Con este trasfondo, las bolsas ha dibujado un rebote desde mediados de octubre, que no ha sido homogéneo, sino que se aprecian profundas diferencias regionales, que están vinculadas con los factores propios de cada área. De esta manera, las bolsas en los países desarrollados han tenido un mejor comportamiento relativo que las bolsas en los países emergentes, en las que la mejora ha sido más tentativa.
En los países desarrollados, destaca el tirón que ha reflejado la bolsa nipona, a pesar de que la economía ha entrado en recesión técnica, dado que el PIB cayó un 0,4% en el tercer trimestre de 2014, una bajada que se añade al descenso del 1,9% del segundo trimestre. La renta variable japonesa se ha beneficiado del anuncio del Banco de Japón de incrementar su expansión cuantitativa desde 60-70 billones de yenes al año hasta 80 billones anuales a través de una ampliación de su programa de compra de activos.
En EEUU, tras el bache de la primera mitad de octubre, la bolsa se ha alzado hasta nuevos máximos, ante el buen tono que sigue evidenciando la economía (el PIB en el 3T14 creció un 3,5% trimestral anualizado). La Fed ha dado por finalizada la QE (aunque mantiene la reinversión de cupones y principal), pero el mercado mantiene una visión complaciente acerca del timing y la intensidad de las subidas de los tipos de interés, de manera que la senda que se anticipa queda por debajo de la perfilada por los miembros del Federal Open Market Committee (FOMC) en septiembre.
En cambio, en la zona euro y hasta las últimas declaraciones de Draghi, las bolsas no habían recuperado los niveles previos a la corrección, con lo que el gap frente a la renta variable de Estados Unidos ha continuado abriéndose.

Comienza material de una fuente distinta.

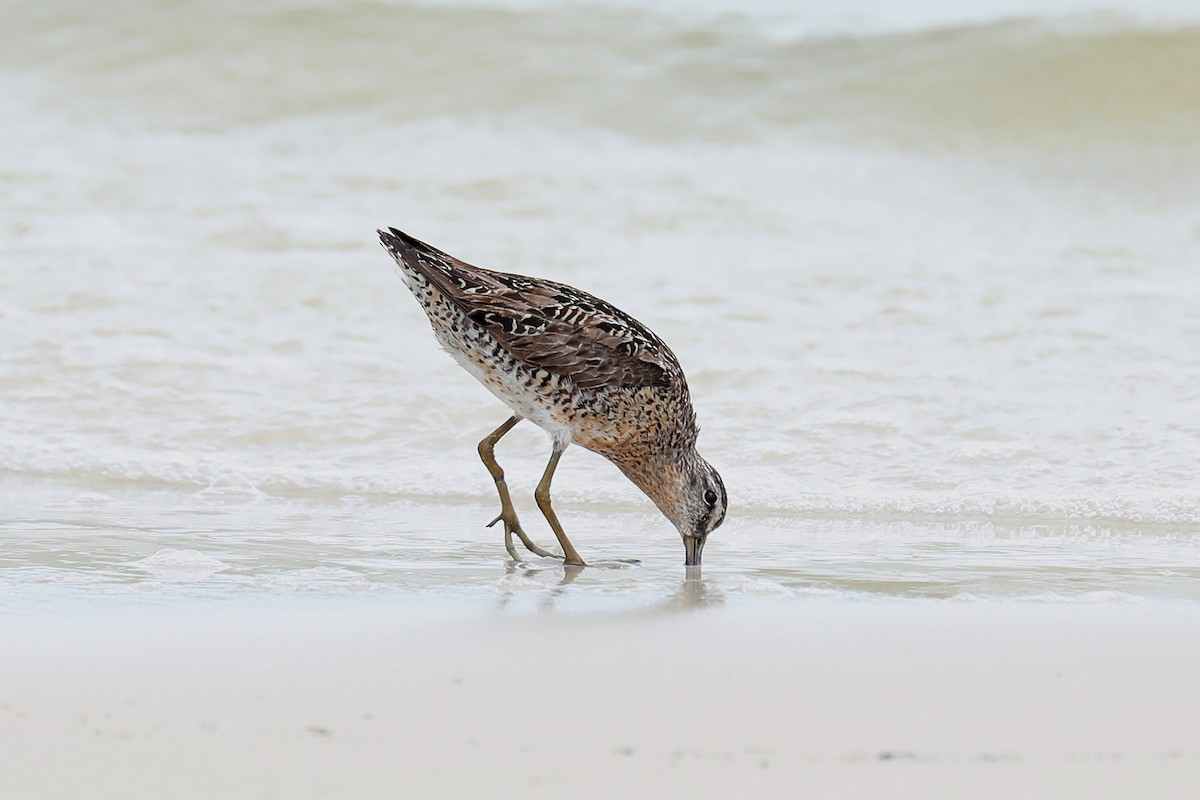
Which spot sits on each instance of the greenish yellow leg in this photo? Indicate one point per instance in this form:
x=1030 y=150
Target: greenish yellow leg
x=508 y=513
x=543 y=495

Pese a que el BCE ha arrancado su nuevo programa de compra de deuda respaldada por activos, las perspectivas económicas en la eurozona se mantienen débiles (el PIB creció un 0,2% trimestral en el tercer trimestre de este año) y en el mercado existe la sensación de que si no se amplía la gama de activos susceptibles de ser comprados (bonos corporativos, y sobre todo, deuda pública), es muy difícil que se llegue al billón de euros de incremento en el balance del que ha hablado el presidente del BCE.
En los países emergentes, el hecho de que la economía china se esté desacelerando muy lentamente y salvaguardando crecimientos por encima del 7% (7,3% en el tercer trimestre), ha seguido sirviendo de sostén a las bolsas asiáticas, en contraste con el comportamiento más débil de la renta variable en la Europa emergente, lastrada por la debilidad de Rusia y sus fuertes lazos con la Eurozona, y en Latinoamérica, ante la revisión a la baja de las perspectivas de crecimiento en Brasil, y un entorno exterior menos favorable, dada la reducción del precio de las materias primas.
La visión que transmite la renta variable acerca de los mercados emergentes es compartida por la renta fija, de manera que el Indicador de Bonos de Mercados Emergentes (EMBI) apenas se ha relajado en las últimas semanas, y los diferenciales de crédito en Asia están resistiendo mejor frente a los mayores incrementos en la Europa emergente y Latinoamérica.